Foi Alice quem moldou a personalidade de
Mariana. Bem verdade que ela já veio prontinha da maternidade. O bebê mais
chorão do apartamento. A criança mais mal-humorada da creche. A menina mais
briguenta da escolinha. Enfim, um pequeno furacão que revirava tudo por onde
passava.
Já Alice era o oposto. Etérea. Quase não pisava
no chão. A tranquilidade em forma de mulher com seus gestos largos e delicados.
Com um sorriso no rosto, resolvia todos os perrengues nos quais seu furacão
particular se envolvia. Contava os segundos até a próxima intervenção
pacientemente. Ainda bem que ela nunca gostara mesmo de rotina.
Suas amigas a censuravam por não ser dura.
Heloísa, sua amiga de infância, criava uma princesinha dentro de casa usando
vários tons de rosa, enquanto sua filha entrava na porrada com os meninos mais
velhos que ela para defender seu Pokémon favorito. Nem perdia tempo tentando se
justificar. Separava quando corriam risco de se machucar e só. Sabia que um dia
o trabalho de lapidação em Mariana daria muito resultado. Ela era uma joia
rara.
Sua Pequena era diferente. E ela achava
fantástico ser diferente. Incentivou cada idiossincrasia. Se a menina nunca
seria uma princesa, Alice tinha muita curiosidade para saber no que se
tornaria. Afinal, livre da obrigação de ser delicada, poderia ser qualquer
coisa.

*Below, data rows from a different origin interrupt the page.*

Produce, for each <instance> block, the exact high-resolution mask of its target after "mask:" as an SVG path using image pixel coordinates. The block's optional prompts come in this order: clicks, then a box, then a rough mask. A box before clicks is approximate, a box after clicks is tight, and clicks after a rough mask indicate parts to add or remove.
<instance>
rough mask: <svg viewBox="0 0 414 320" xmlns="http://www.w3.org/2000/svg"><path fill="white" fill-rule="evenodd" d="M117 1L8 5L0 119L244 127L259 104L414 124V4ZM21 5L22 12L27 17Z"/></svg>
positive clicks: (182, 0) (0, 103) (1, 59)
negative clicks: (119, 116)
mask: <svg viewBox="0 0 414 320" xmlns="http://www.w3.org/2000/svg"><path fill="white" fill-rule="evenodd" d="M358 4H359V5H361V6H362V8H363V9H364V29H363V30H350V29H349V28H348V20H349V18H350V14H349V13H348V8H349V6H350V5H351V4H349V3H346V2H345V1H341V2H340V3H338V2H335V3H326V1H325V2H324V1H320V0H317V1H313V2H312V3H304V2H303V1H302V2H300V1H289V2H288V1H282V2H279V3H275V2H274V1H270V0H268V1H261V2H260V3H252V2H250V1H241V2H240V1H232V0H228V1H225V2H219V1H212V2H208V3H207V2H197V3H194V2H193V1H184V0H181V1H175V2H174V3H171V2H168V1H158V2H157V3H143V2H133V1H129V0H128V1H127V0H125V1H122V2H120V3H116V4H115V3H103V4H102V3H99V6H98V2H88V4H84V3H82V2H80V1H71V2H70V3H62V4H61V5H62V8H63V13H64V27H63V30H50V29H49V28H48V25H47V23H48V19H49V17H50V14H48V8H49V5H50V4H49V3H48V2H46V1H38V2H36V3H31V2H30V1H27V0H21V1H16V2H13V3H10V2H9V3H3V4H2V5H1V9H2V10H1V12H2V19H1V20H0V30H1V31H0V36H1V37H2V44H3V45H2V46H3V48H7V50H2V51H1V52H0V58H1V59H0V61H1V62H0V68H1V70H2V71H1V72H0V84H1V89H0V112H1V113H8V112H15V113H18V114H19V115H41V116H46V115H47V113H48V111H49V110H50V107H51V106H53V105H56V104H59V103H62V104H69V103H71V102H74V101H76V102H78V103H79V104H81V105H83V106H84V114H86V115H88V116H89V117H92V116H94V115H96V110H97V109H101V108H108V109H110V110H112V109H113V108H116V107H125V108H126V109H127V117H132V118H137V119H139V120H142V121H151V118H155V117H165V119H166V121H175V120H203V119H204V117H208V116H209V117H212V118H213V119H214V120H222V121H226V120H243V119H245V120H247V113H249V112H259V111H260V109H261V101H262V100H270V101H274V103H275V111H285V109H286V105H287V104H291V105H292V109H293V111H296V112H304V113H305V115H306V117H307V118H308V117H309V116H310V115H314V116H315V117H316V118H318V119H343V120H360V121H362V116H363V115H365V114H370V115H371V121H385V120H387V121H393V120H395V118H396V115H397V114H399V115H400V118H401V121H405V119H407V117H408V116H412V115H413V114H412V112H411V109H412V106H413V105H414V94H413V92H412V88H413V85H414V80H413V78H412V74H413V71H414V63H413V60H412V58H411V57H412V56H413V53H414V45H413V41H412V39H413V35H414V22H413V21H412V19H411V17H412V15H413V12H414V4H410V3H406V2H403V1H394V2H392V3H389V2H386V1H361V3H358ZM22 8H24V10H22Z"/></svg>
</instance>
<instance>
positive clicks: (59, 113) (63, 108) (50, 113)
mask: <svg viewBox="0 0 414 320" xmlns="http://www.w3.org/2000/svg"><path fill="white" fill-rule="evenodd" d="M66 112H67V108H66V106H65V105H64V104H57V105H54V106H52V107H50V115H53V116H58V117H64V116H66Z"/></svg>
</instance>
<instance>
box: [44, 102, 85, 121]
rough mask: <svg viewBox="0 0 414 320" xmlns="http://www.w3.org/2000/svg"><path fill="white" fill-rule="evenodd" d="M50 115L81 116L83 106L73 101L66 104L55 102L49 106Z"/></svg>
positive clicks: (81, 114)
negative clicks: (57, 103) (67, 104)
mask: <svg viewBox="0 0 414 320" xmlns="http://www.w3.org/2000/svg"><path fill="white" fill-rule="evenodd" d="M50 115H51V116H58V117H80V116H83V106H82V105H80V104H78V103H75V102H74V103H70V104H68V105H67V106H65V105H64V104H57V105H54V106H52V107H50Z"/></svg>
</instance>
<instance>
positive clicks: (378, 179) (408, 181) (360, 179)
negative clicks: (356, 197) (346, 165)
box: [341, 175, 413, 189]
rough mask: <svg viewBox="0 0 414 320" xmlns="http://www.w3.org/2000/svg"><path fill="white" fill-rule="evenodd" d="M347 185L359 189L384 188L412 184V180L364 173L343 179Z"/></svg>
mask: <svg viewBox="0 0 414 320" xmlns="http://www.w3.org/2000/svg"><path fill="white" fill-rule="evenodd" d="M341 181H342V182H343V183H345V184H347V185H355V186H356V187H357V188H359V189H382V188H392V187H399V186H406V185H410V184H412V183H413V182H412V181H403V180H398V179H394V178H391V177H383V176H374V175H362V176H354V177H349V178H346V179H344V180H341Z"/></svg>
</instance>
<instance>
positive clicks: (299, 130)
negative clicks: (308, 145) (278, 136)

Mariana não tinha limites, todas as suas amigas afirmavam isso com
convicção, mas tinha o universo de possibilidades em suas mãos. E ela jamais
abriu mão disso. Fez pintura, escultura, teatro, japonês, alemão, culinária,
trapézio, equitação, yoga, tudo que lhe deu vontade de fazer. Sem trauma. Sem
medo. Sem tentar ser a melhor. Fez pelo prazer e pelo tempo que lhe deu prazer.
E para rebater, leu. Leu muito. Porque os
livros abriram uma janela para os mundos que ela queria conhecer. Os mundos que
a seduziam. Mundos aos quais ela parecia pertencer. A biblioteca particular de
Mariana, aos poucos tomou conta do seu quarto, dos seus brinquedos, do seu
coração.
Com o tempo, seu tempo, o único tempo que ela
segue, conseguiu construir pontes diversas entre seus mundos ficcionais e o
mundo real. Vive nesse universo paralelo. E vem dando tudo certo.
Mariana foi um projeto a longo prazo que deu
certo. Tem uma personalidade incrível. Imprevisível. Interessante. Inventiva. Instigante.
Tanto, que mesmo no auge da sua adolescência, não tem a menor vergonha de ser
ela mesma. Nem saberia ter. Ela é ela demais para tentar ser outra coisa.